Secret Invasion: Inhumans #2 started off with a little Attilan history story. Unfortunately, it was not a pop-up book. Marvel, you’re on notice. You need to start doing more pop-up books. Seriously, if DC can pull off a couple books in 3D, you should do it in ACTUAL 3D. Who’s with me? This is it, the start of the letter-writing campaign for Marvel Pop-Up, the newest line. Just please, no Marvel Max Pop-Up. I digress, after the non-pop-up history of Attilan, Karnak out Karnaks the Karnak Skrull. X-Men Skrull and New Avengers Skrull (um, a little behind on the roster update there, Skrulls) beat down Crystal. Crystal doesn’t take this lying down, as she gets her Ghostbusters 2 on, though she forgot to use a Nintendo controller. After the stone statue of Black Bolt cleans house, it’s up to Medusa to take down- oh yup, that was quick and easy. We shoot to a Skrull ship that wants to use Black Bolt as a cannon, and the scientist tasked with finding out how. Black Bolt stares him down as his head is cut open so the Skrull can look at his brain. After some more Inhuman Skrull-kicking, we find out that Ahura, the son of Black Bolt and Medusa, is being held hostage by what can only be called Scott-Summers-Dream-Come-True-Skrull. Medusa uses the Terrigen Mists to turn her Skrull captive into Snake-Arm Gorilla-Arm Two-Faces Skrull, and finds out the basics of their plan for ‘ole Blackagar. The six Inhumans that people can actually name besides Black Bolt steal a Skrull ship, and leave the Moon in search of their lost king.

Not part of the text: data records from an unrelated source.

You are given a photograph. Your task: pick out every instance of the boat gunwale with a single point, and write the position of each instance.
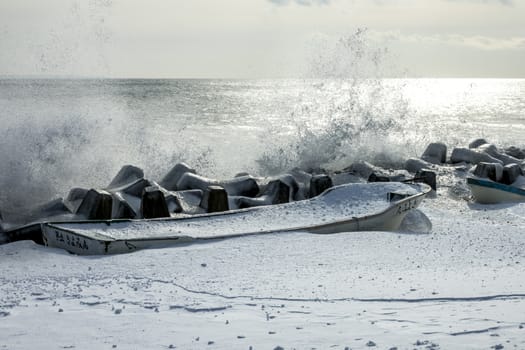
(495, 185)
(425, 189)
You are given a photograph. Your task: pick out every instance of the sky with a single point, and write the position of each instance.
(262, 38)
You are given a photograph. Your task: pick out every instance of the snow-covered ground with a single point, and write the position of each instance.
(462, 286)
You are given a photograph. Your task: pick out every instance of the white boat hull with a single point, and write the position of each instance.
(490, 192)
(340, 209)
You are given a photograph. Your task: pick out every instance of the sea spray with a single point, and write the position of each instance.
(356, 117)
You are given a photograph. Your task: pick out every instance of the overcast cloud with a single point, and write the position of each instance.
(256, 38)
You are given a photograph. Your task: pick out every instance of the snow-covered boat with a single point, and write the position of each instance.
(350, 207)
(486, 191)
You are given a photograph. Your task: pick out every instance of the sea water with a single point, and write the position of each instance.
(56, 134)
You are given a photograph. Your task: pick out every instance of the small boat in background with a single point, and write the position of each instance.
(486, 191)
(350, 207)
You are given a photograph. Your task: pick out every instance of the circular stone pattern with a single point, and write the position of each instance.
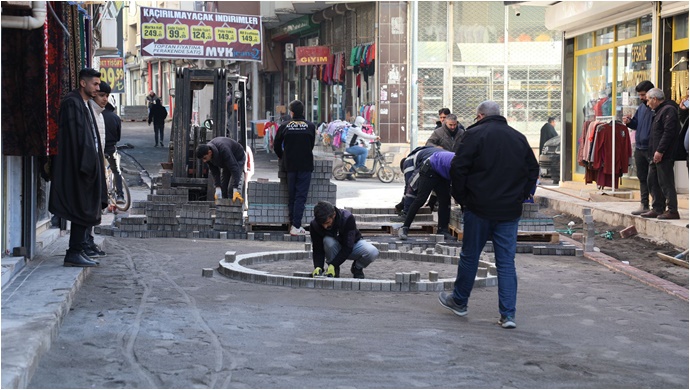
(266, 268)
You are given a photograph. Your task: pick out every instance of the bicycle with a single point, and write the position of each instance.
(344, 167)
(112, 190)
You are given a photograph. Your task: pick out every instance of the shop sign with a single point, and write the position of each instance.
(299, 26)
(168, 33)
(113, 73)
(641, 55)
(313, 55)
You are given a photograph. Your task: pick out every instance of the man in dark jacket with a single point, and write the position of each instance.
(492, 173)
(78, 192)
(663, 142)
(293, 144)
(448, 135)
(641, 122)
(157, 115)
(547, 132)
(228, 154)
(113, 132)
(334, 235)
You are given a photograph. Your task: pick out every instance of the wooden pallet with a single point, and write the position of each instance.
(550, 237)
(267, 227)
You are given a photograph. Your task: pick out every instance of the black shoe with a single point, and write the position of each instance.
(357, 272)
(76, 259)
(93, 251)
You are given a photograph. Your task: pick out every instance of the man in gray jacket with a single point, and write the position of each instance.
(448, 135)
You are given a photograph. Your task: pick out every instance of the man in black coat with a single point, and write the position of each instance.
(663, 142)
(157, 115)
(293, 144)
(78, 191)
(493, 173)
(334, 235)
(226, 154)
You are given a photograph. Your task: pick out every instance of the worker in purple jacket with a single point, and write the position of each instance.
(434, 175)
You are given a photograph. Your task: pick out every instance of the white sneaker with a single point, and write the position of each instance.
(297, 231)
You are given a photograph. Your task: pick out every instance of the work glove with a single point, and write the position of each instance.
(236, 195)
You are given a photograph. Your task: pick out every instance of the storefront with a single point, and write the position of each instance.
(609, 49)
(469, 52)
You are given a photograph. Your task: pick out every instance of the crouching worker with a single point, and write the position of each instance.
(226, 154)
(334, 235)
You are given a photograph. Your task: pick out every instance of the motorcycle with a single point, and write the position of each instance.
(344, 166)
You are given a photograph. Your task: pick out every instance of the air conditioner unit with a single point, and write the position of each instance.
(213, 64)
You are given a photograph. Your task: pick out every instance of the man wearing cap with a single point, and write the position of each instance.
(78, 192)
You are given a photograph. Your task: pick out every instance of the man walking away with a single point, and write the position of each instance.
(641, 122)
(492, 173)
(77, 191)
(334, 235)
(662, 148)
(157, 115)
(548, 131)
(294, 143)
(226, 154)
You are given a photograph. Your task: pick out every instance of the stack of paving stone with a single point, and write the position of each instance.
(268, 200)
(161, 220)
(229, 219)
(195, 219)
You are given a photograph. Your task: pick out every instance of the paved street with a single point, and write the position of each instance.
(146, 318)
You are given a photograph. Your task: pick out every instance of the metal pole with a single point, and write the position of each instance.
(413, 84)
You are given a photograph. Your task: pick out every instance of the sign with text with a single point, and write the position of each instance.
(169, 33)
(314, 55)
(113, 72)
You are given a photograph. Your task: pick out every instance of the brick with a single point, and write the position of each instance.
(628, 232)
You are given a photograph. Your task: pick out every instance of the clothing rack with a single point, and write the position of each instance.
(614, 178)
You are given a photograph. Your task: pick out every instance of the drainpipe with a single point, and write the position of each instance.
(32, 22)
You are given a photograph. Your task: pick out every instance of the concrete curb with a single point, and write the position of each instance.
(632, 272)
(33, 307)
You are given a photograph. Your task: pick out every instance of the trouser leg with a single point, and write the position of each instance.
(667, 183)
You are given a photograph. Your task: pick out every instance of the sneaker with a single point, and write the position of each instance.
(446, 300)
(399, 218)
(650, 214)
(294, 231)
(332, 272)
(507, 322)
(402, 232)
(93, 251)
(357, 272)
(668, 214)
(641, 210)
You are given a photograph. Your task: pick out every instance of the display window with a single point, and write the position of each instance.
(609, 63)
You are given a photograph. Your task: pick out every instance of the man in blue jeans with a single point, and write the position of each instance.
(293, 144)
(492, 173)
(334, 235)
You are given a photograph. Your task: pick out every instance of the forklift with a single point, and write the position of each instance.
(228, 119)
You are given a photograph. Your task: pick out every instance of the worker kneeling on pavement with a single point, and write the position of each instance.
(334, 235)
(227, 154)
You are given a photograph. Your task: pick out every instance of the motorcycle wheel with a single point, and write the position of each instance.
(385, 174)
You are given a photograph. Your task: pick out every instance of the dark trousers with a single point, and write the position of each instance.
(642, 161)
(662, 185)
(158, 130)
(426, 184)
(298, 189)
(116, 172)
(226, 178)
(77, 237)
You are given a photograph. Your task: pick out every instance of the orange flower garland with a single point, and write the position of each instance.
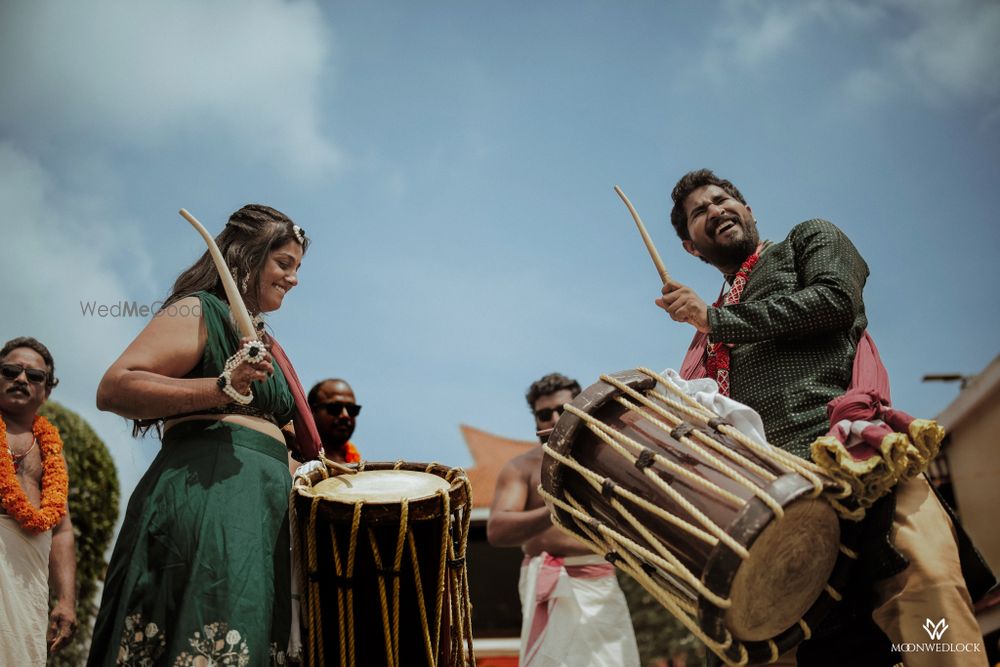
(55, 481)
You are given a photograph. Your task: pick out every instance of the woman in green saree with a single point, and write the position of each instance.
(200, 570)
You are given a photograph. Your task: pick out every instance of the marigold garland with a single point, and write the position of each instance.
(55, 481)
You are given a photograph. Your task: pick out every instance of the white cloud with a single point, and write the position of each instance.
(138, 74)
(945, 51)
(58, 249)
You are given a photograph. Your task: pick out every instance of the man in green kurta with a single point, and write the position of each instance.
(782, 339)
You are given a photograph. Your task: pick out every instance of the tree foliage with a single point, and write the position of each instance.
(662, 640)
(93, 506)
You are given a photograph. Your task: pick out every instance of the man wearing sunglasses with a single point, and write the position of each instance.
(32, 561)
(335, 410)
(573, 612)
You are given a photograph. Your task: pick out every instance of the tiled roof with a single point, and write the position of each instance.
(489, 452)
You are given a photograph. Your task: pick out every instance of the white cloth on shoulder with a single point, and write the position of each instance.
(574, 613)
(24, 594)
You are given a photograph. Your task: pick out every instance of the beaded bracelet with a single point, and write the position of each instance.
(250, 351)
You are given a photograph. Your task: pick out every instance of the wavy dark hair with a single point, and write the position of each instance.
(250, 234)
(690, 182)
(550, 384)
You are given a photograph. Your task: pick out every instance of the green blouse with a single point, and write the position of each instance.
(271, 395)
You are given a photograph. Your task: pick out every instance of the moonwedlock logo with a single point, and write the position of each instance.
(936, 631)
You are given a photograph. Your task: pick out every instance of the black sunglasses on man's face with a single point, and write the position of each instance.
(13, 371)
(335, 409)
(545, 414)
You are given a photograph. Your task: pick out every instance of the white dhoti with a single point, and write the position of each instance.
(24, 594)
(574, 613)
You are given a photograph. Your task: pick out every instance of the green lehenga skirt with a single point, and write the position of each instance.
(200, 571)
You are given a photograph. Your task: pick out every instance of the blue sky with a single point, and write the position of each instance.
(454, 164)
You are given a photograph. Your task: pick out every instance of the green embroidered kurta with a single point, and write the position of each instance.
(795, 332)
(200, 571)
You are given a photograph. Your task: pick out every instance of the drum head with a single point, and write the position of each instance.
(380, 486)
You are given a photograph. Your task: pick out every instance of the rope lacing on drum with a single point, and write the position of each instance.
(681, 609)
(727, 470)
(816, 475)
(619, 442)
(451, 580)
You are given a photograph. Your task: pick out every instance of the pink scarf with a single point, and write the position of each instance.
(306, 435)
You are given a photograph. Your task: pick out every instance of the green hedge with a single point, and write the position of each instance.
(93, 506)
(662, 640)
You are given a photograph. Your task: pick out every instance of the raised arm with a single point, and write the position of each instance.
(147, 381)
(511, 524)
(832, 276)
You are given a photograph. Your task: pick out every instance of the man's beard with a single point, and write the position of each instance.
(734, 254)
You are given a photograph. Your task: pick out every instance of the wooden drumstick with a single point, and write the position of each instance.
(660, 268)
(236, 305)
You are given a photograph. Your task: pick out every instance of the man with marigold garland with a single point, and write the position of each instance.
(335, 409)
(37, 549)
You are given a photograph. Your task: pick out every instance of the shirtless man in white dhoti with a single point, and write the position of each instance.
(36, 536)
(574, 613)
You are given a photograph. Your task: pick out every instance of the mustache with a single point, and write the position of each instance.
(715, 223)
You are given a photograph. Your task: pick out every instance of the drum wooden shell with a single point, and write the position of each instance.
(432, 519)
(791, 566)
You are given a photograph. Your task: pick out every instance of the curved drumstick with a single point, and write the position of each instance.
(236, 305)
(660, 268)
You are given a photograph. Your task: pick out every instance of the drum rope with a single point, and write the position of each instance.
(679, 569)
(596, 481)
(815, 474)
(421, 609)
(685, 613)
(703, 418)
(756, 489)
(352, 551)
(465, 610)
(315, 614)
(338, 571)
(602, 432)
(452, 580)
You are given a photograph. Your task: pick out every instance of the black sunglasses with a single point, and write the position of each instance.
(545, 414)
(13, 371)
(335, 409)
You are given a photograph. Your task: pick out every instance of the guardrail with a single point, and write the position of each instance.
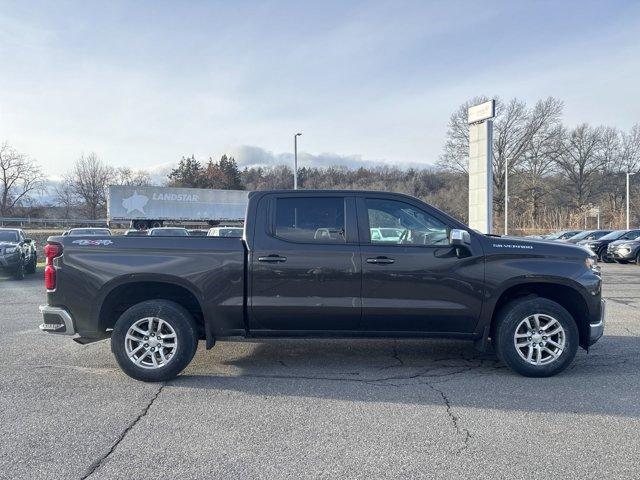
(45, 222)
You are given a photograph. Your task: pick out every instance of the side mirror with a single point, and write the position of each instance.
(459, 238)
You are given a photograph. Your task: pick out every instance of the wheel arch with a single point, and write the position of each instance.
(121, 294)
(568, 296)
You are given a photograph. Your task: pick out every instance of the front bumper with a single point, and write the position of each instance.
(10, 260)
(622, 253)
(596, 330)
(56, 320)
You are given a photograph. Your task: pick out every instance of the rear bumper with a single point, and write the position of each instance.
(596, 330)
(56, 320)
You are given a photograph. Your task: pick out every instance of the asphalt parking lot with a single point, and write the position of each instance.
(318, 409)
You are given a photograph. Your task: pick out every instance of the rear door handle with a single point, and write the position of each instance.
(380, 260)
(272, 259)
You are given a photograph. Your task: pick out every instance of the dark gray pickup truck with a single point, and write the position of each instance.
(325, 264)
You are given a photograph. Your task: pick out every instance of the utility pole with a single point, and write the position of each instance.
(295, 160)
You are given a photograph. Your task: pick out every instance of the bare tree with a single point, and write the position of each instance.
(515, 127)
(580, 162)
(20, 177)
(88, 181)
(65, 197)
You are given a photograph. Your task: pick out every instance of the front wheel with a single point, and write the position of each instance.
(604, 257)
(154, 341)
(33, 264)
(536, 337)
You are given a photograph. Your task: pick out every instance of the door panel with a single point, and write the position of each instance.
(306, 272)
(409, 284)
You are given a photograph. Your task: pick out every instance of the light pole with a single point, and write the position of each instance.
(295, 160)
(628, 175)
(506, 196)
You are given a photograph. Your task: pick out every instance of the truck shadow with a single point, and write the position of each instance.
(604, 381)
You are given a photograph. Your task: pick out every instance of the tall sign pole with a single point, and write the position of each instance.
(295, 160)
(480, 119)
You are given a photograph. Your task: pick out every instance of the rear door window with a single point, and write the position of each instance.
(311, 219)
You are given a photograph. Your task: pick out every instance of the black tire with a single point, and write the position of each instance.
(18, 273)
(186, 335)
(602, 255)
(33, 264)
(508, 320)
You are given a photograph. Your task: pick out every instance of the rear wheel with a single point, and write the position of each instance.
(536, 337)
(154, 340)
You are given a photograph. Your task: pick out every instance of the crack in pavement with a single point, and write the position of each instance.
(100, 461)
(455, 420)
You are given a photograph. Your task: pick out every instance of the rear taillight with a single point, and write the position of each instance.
(51, 251)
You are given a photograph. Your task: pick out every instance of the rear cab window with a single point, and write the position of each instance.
(393, 222)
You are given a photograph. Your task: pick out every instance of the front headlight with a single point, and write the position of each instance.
(592, 264)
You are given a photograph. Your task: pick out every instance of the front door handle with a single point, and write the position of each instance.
(272, 259)
(380, 260)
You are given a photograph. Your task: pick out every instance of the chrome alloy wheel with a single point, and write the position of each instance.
(539, 339)
(151, 343)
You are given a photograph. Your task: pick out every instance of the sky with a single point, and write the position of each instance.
(142, 83)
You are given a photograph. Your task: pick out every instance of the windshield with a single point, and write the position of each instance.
(581, 235)
(8, 236)
(631, 235)
(177, 232)
(89, 231)
(613, 235)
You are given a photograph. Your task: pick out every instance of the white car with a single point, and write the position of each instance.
(225, 232)
(168, 232)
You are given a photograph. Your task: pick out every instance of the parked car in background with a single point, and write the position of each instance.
(599, 246)
(225, 232)
(168, 232)
(17, 252)
(386, 234)
(625, 251)
(587, 235)
(562, 235)
(90, 231)
(136, 233)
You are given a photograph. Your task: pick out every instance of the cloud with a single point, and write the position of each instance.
(253, 156)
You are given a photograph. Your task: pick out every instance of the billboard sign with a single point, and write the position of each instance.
(169, 203)
(480, 166)
(479, 113)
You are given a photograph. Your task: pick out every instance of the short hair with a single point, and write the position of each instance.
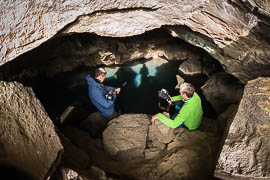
(100, 71)
(187, 89)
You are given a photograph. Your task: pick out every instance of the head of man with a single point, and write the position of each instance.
(100, 74)
(186, 90)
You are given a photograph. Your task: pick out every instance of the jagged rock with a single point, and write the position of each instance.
(221, 90)
(28, 139)
(125, 136)
(246, 149)
(190, 152)
(189, 155)
(94, 124)
(191, 67)
(230, 31)
(73, 157)
(180, 81)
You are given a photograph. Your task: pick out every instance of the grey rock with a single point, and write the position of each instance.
(125, 136)
(246, 149)
(221, 90)
(28, 138)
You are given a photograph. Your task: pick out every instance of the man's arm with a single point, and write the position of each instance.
(179, 119)
(101, 100)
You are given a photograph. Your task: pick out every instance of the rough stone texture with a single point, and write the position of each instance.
(231, 31)
(184, 154)
(222, 89)
(27, 24)
(28, 139)
(191, 67)
(246, 149)
(125, 136)
(64, 54)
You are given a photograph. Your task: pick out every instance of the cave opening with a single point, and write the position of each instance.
(56, 71)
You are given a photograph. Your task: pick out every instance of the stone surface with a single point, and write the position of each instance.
(221, 90)
(191, 67)
(125, 136)
(28, 139)
(184, 154)
(246, 149)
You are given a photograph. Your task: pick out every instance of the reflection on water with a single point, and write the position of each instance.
(143, 81)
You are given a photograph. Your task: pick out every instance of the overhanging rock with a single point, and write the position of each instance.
(28, 139)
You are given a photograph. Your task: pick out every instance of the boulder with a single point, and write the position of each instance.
(125, 136)
(28, 140)
(221, 90)
(191, 67)
(245, 152)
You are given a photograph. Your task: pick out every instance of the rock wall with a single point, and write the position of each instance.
(231, 31)
(28, 139)
(246, 149)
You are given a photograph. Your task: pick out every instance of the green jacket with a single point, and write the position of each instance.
(191, 113)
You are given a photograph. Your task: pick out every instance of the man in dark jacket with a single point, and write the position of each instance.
(97, 92)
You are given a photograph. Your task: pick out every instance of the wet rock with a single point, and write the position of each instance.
(125, 136)
(221, 90)
(189, 155)
(73, 157)
(182, 154)
(94, 124)
(28, 138)
(191, 67)
(180, 81)
(246, 149)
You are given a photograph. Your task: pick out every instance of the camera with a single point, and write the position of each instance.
(109, 95)
(164, 94)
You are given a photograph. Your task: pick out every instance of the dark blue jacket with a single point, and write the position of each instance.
(97, 93)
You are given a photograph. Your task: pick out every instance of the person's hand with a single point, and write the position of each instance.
(117, 90)
(169, 100)
(154, 118)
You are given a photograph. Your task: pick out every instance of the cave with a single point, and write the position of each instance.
(56, 72)
(58, 87)
(47, 119)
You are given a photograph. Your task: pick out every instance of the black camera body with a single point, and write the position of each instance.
(109, 95)
(164, 94)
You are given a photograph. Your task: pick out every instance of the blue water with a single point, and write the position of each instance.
(144, 80)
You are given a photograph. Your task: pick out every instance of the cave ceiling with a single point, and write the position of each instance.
(233, 32)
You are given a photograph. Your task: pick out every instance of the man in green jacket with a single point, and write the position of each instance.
(191, 112)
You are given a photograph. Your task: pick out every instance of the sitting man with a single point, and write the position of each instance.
(97, 92)
(191, 112)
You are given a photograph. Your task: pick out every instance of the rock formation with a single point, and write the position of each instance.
(246, 149)
(28, 139)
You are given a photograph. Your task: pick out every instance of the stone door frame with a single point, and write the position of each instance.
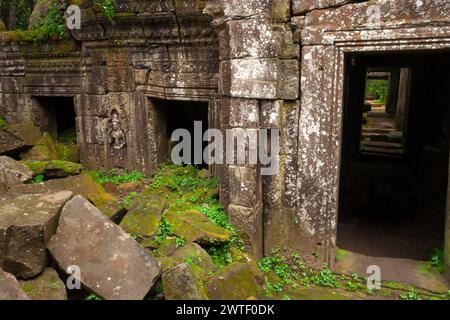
(321, 120)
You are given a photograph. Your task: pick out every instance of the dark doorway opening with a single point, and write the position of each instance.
(57, 117)
(395, 154)
(173, 115)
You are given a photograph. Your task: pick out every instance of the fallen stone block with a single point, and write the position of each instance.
(236, 282)
(10, 288)
(26, 225)
(181, 283)
(112, 264)
(54, 169)
(144, 216)
(196, 227)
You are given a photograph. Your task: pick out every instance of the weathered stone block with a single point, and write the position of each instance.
(244, 113)
(302, 6)
(10, 288)
(281, 10)
(249, 222)
(112, 264)
(254, 78)
(271, 113)
(12, 173)
(238, 8)
(181, 283)
(26, 225)
(253, 38)
(289, 82)
(236, 282)
(243, 186)
(196, 227)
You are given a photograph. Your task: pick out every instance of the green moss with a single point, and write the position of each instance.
(114, 177)
(51, 27)
(341, 254)
(108, 9)
(67, 152)
(3, 123)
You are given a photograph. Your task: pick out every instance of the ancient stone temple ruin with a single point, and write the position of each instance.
(347, 171)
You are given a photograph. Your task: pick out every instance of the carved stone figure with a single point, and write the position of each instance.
(116, 135)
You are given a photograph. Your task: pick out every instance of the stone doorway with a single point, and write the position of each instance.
(394, 158)
(170, 115)
(56, 116)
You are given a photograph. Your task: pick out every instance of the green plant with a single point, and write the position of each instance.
(16, 12)
(3, 123)
(165, 230)
(129, 198)
(92, 297)
(325, 278)
(51, 26)
(411, 295)
(438, 260)
(180, 242)
(221, 255)
(353, 287)
(39, 178)
(377, 89)
(108, 9)
(113, 177)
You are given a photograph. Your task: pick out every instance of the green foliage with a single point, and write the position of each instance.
(92, 297)
(129, 198)
(411, 295)
(165, 230)
(39, 178)
(182, 179)
(216, 213)
(438, 260)
(221, 255)
(51, 26)
(113, 177)
(180, 242)
(108, 9)
(3, 123)
(22, 11)
(325, 278)
(289, 272)
(378, 89)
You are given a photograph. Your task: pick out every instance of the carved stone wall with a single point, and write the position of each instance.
(263, 64)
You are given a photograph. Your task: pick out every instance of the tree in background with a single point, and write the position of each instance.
(377, 89)
(16, 13)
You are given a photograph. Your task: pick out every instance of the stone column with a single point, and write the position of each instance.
(259, 66)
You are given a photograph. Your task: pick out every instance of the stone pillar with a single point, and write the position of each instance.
(403, 97)
(259, 71)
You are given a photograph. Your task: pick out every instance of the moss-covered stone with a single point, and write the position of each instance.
(196, 227)
(181, 283)
(47, 286)
(191, 253)
(107, 204)
(144, 216)
(44, 150)
(68, 152)
(27, 132)
(54, 168)
(82, 184)
(235, 282)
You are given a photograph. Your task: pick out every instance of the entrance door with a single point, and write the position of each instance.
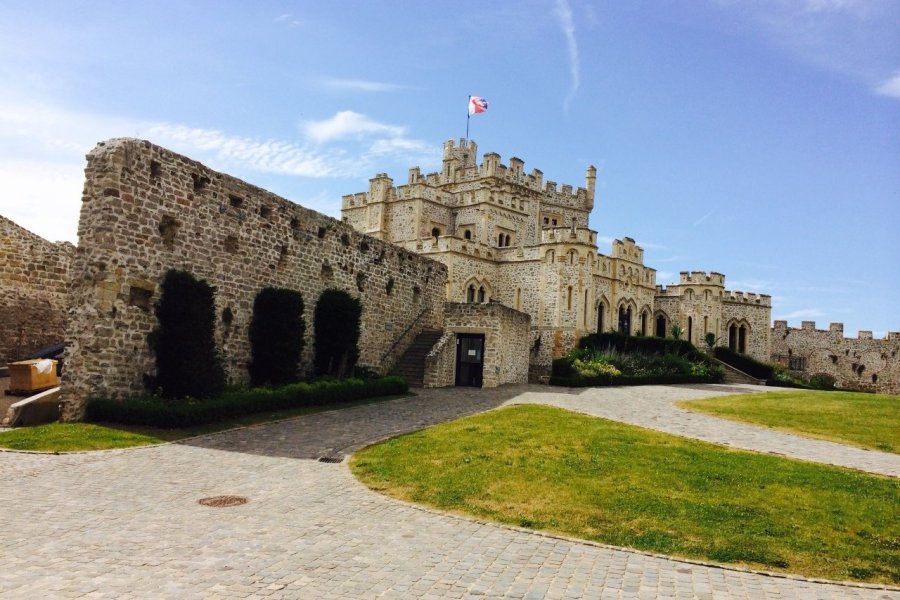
(469, 359)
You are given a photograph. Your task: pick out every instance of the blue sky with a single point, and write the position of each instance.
(757, 138)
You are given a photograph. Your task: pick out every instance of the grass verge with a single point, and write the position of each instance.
(546, 468)
(865, 420)
(78, 437)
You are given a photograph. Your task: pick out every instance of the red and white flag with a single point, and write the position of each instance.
(477, 105)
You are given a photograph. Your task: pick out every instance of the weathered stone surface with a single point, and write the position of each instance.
(861, 363)
(146, 210)
(34, 276)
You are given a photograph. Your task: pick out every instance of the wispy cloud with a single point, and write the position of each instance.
(348, 124)
(890, 87)
(288, 19)
(564, 15)
(363, 85)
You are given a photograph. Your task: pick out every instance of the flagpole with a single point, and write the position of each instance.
(468, 117)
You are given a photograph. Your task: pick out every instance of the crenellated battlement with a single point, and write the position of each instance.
(836, 330)
(701, 278)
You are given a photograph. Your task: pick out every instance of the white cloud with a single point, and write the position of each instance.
(890, 87)
(362, 85)
(348, 124)
(564, 14)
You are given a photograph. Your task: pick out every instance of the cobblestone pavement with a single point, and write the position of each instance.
(127, 524)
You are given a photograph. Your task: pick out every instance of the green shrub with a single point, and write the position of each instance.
(158, 412)
(337, 319)
(744, 363)
(187, 361)
(276, 336)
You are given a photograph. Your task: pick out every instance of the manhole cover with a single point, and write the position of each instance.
(223, 501)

That’s it- the Skrulls are definitely evil and cannot be sympathetic characters at all. They want to get rid of organized sports! Deadpool looks to stand against this nefarious plot, dressed as a baseball mascot. Unfortunately, he gets the stuffing shot out of him (heh, stuffing, in a mascot costume- get it? It’s a common phrase, but it works as a literal statement here, too. That’s why it’s funny. Get it? I don’t think you get it…). The Skrulls don’t seem to recognize the Merc-With-A-Mouth, but do see he’s a threat as he’s killing them. After saying “Oh S#!7!” in Skrull-eese a couple times (and no, for the record, there are no black bars over the writing), they deploy a Super Skrull to take care of their new unidentified problem. Unfortunately for them, Deadpool blows up their ship Wile-E-Coyote style, dropping it on the Super Skrull’s head. After all this, and a lot of talking to himself, in his head, with himself, Deadpool takes a surprising turn, telling the General he’s reporting for duty and apparently betraying the human race. Well, crap.
This episode of Damn Dirty Skrulls was brought to you by the letters F, C, J, and B, the color Black, and yet another case when Sharpie Markers could’ve come to the rescue. Sharpie, you haven’t called us yet. What’s going on? Is it cause we didn’t say Sharpie in this edition? Sharpie.